If you’re visiting during the second week of August make sure you visit Festival do Marisco. This seafood festival offers the opportunity to try several fish dishes and enjoy live music.
The biggest and quietest beaches are just a short ferry ride from here on the sandbank islands of Ilha da Culatra and Ilha da Armona – which are part of Ria Formosa Natural Park.
Top attractions: The church of Nossa Senhora do Rosário in the old quarter and the chapel behind it which is dedicated to Nossa Senhora dos Aflitos.
This is one of the Algarve’s original resorts and is situated just a short distance from Vilamoura, the region’s most famous golfing destination.
It’s home to Praia de Quarteira – this Blue Flag beach is one of the most beautiful in the area.
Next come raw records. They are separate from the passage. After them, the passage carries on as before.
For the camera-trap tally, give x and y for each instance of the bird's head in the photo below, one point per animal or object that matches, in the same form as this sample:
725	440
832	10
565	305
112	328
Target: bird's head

It extends the length of the town and boasts calm water that is perfect for families with young children.
There are plenty of markets to explore including the fish market where you’ll find produce that has been freshly caught that morning. This is also the location of the Gypsy Market – browse the stalls and pick up some local handicrafts.
Need to know: The outdoor Gypsy Market takes place every Wednesday – you’ll find it a mile out of town on the road to Almancil.
There are restaurants and bars lining the beachfront. This town is the perfect place to try traditional Portuguese cuisine and some of the best seafood in the area. Make sure you look out for Cataplana – clams tend to be the key ingredient in this seafood rice stew.
Best hotel: Hotel Pinhal Do Sol
Top attractions: Aquashow Park – one of the Algarve’s best waterparks and Zoomarine where you can come face-to-face with sea life including dolphins.
So, which towns are you going to visit while you’re in the Algarve?